- Rebato, c. 1600-1625 Part One: Brief History and Materials
- Rebato, c. 1600-1625 Part Two: The Pattern
- Rebato, c. 1600-1625 Part Three: Making the Wire Frame
- Rebato, c. 1600-1625 Part Four: Making the Linen Collar
- Rebato, c. 1600-1625 Part Five: Finishing the Rebato
1. Using my pattern, draw out the shape of the rebato collar on tracing paper (or baking paper as I’m using here). I took size inspiration from looking at portraits from the period.
2. Place the paper on your mannequin or even a styrofoam head to check the size. Adjust as needed.
3. For the intricate loops and inner frame I chose to use two sizes of copper jewellery wire, as this was easy to bend and mould into any desired shape. I twisted these into loops with long stems as shown. They should look a bit like spoons 🥄 🥄
4. I placed these loops onto my pattern to check for size.

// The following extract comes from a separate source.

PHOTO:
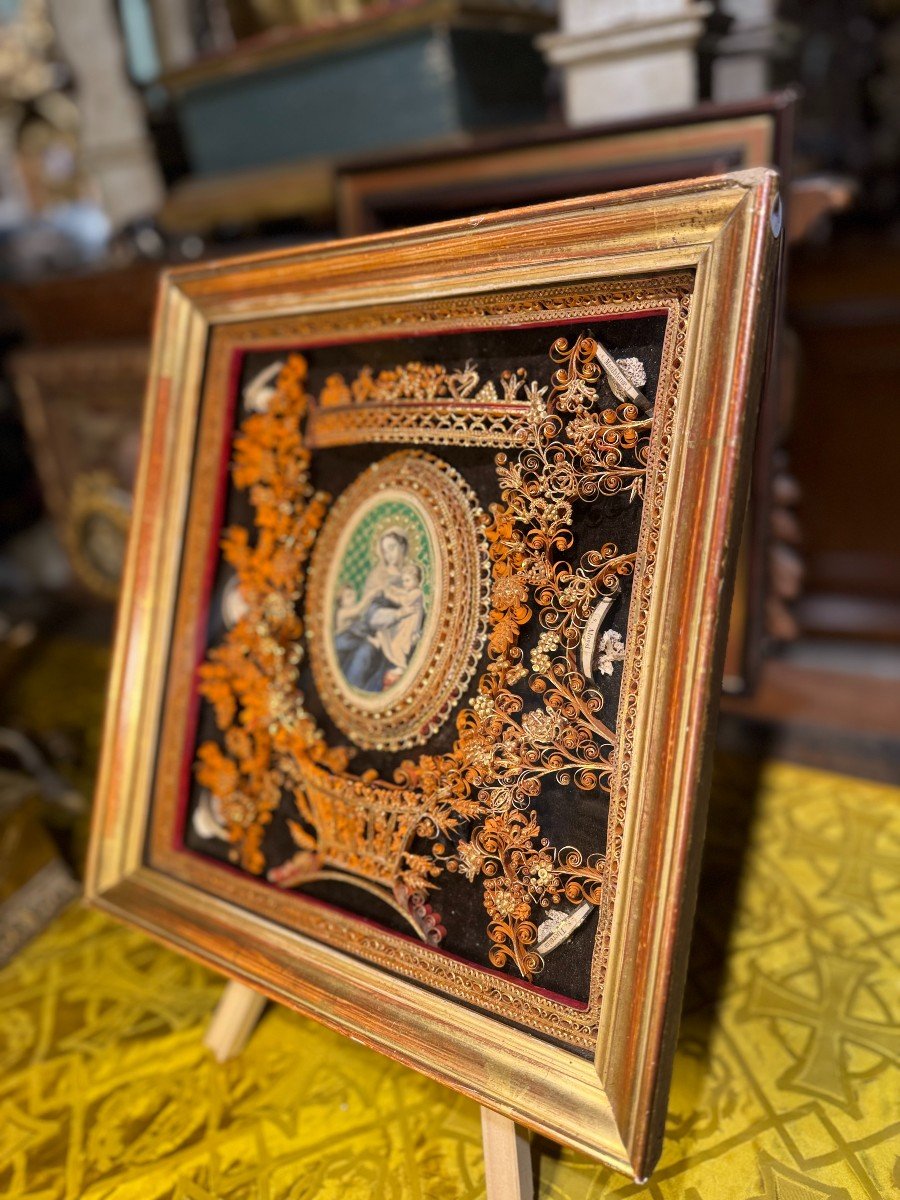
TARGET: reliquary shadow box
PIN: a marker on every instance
(419, 643)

It also gave me an idea of how many I would need to make, how long they should be, and how far apart they would be spaced.
5. For the outer frame of my rebato I decided to use a relatively thick galvanised tie wire that I picked up from my local hardware store. This was to make sure that the rebato would be sturdy and keep its shape. Again I kept comparing with my pattern piece to check to shape and size.
6. Place the loops on top of the outer frame to check placement.
7. Once you’re happy with the placement start to attach the stem of the loops by wrapping the excess wire around the frame. To secure the loops themselves use thin jewellery wire, winding it around both lots of wire as shown.
8. Thread other wire through the loops,, following the semi circular shape of the outer frame. This will add stability.
9. Once you’ve done that the frame is finished!